What is Sentence Transformers?Sentence embeddings? Semant...

What is Sentence Transformers?
Sentence embeddings? Semantic search? Cosine similarity?!?! 😱 Just a few short weeks ago, these terms were so confusing to me that they made my head spin. I’d heard that Sentence Transformers was a powerful and versatile library for working with language and image data and I was eager to play around with it, but I was worried that I would be out of my depth. As it turns out, I couldn’t have been more wrong!

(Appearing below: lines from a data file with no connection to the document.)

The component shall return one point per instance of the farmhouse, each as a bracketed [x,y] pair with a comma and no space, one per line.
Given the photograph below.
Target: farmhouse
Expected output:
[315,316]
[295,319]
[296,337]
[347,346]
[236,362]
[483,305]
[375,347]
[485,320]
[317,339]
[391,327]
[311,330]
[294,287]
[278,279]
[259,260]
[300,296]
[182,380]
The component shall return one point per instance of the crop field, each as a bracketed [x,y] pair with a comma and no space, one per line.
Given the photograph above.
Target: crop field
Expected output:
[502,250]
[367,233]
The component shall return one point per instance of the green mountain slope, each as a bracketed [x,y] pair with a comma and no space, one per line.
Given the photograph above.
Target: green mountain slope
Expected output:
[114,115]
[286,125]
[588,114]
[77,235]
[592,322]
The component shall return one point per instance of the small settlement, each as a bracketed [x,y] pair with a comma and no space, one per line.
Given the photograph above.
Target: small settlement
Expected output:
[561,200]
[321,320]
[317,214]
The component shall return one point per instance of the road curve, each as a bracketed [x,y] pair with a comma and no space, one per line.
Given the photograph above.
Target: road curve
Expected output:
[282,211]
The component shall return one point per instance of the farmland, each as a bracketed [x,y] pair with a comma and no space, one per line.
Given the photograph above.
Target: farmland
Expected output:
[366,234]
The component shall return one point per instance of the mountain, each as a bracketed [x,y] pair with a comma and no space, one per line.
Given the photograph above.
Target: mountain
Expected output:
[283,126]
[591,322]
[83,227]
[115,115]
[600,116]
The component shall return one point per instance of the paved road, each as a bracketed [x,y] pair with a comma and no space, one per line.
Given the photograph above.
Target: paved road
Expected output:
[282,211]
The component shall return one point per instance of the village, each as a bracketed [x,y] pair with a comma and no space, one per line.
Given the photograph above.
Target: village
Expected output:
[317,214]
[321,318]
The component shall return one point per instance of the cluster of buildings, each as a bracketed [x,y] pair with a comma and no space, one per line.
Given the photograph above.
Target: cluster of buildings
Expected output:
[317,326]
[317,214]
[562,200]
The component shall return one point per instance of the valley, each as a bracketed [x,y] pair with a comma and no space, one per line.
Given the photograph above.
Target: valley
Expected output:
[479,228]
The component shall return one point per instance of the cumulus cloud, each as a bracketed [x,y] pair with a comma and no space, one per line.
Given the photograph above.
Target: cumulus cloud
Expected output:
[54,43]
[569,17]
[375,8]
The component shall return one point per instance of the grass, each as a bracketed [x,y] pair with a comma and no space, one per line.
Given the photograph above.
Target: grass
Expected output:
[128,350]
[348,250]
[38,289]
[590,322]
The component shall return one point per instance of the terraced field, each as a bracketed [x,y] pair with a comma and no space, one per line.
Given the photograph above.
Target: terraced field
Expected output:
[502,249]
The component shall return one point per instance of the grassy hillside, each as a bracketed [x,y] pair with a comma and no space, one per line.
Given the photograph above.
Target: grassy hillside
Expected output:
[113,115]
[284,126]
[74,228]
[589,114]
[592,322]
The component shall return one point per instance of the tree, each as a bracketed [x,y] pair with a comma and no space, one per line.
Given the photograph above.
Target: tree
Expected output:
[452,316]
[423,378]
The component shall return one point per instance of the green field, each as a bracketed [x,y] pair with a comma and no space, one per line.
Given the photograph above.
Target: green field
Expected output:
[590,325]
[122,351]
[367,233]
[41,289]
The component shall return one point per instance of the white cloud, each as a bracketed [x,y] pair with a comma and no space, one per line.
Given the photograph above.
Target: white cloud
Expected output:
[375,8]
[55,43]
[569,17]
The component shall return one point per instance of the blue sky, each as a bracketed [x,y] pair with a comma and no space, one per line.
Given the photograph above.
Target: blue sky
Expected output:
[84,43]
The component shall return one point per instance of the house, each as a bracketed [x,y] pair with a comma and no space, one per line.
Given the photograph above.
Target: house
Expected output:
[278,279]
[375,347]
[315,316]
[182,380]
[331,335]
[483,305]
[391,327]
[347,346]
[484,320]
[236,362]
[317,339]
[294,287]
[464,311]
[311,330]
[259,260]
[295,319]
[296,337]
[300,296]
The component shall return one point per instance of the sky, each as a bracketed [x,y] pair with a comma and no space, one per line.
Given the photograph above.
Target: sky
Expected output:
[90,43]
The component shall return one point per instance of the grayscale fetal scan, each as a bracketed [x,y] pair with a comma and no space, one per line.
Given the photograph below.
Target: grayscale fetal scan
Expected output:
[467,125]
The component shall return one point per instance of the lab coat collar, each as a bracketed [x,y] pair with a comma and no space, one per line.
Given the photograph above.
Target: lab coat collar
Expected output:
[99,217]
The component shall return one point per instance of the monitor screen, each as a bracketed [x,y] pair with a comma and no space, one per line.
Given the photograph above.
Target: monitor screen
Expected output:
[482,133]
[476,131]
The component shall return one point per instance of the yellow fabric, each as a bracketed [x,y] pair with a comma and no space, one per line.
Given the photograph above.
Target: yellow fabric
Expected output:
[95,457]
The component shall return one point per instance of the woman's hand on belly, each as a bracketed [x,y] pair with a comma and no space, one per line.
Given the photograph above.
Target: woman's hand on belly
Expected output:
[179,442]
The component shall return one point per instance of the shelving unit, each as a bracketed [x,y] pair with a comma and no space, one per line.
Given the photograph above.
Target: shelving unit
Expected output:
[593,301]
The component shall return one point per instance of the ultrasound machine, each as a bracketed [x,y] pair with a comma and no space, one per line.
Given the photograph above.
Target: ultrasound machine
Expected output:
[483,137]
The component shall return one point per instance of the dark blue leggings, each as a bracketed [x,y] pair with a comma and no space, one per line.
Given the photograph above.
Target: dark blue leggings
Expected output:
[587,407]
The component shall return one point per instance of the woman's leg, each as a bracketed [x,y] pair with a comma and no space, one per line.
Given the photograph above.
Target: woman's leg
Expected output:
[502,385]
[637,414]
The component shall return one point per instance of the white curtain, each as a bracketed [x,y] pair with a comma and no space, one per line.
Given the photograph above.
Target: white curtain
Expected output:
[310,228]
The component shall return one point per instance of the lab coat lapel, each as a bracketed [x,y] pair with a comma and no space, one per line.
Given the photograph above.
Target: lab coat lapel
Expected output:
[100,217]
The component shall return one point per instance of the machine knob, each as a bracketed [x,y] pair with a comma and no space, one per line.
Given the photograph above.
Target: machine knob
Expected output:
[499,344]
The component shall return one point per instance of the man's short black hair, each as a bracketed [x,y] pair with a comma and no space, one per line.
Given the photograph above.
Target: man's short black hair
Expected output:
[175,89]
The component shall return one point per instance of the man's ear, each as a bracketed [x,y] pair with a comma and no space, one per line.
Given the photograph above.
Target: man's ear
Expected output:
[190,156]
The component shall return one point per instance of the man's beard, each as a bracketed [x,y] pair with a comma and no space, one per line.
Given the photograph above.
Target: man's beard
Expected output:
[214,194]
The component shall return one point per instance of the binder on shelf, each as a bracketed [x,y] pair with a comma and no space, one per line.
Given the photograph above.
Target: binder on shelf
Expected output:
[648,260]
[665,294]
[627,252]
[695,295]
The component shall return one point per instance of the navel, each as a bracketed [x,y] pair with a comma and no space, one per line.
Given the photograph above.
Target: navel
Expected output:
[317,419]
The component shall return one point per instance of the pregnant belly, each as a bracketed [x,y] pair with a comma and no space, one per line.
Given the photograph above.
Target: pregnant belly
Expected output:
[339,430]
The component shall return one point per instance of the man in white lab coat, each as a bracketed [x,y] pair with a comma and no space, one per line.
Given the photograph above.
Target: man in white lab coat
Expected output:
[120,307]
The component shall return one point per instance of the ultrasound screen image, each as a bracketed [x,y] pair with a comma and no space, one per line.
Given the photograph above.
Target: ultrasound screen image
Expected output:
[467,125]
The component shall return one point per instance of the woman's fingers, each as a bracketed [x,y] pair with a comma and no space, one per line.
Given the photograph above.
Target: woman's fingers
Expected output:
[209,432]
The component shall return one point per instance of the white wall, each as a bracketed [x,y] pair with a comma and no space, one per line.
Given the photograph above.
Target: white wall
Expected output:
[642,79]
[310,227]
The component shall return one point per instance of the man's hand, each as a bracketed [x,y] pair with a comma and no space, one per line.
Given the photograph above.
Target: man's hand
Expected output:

Sentence Transformers is among the libraries that Hugging Face integrates with, where it’s described with the following:

Compute dense vector representations for sentences, paragraphs, and images

In a nutshell, Sentence Transformers answers one question: What if we could treat sentences as points in a multi-dimensional vector space? This means that ST lets you give it an arbitrary string of text (e.g., “I’m so glad I learned to code with Python!”), and it’ll transform it into a vector, such as [0.2, 0.5, 1.3, 0.9]. Another sentence, such as “Python is a great programming language.”, would be transformed into a different vector. These vectors are called “embeddings,” and they play an essential role in Machine Learning. If these two sentences were embedded with the same model, then both would coexist in the same vector space, allowing for many interesting possibilities.

What makes ST particularly useful is that, once you’ve generated some embeddings, you can use the built-in utility functions to compare how similar one sentence is to another, including synonyms! 🤯 One way to do this is with the “Cosine Similarity” function. With ST, you can skip all the pesky math and call the very handy util.cos_sim function to get a score from -1 to 1 that signifies how “similar” the embedded sentences are in the vector space they share – the bigger the score is, the more similar the sentences are!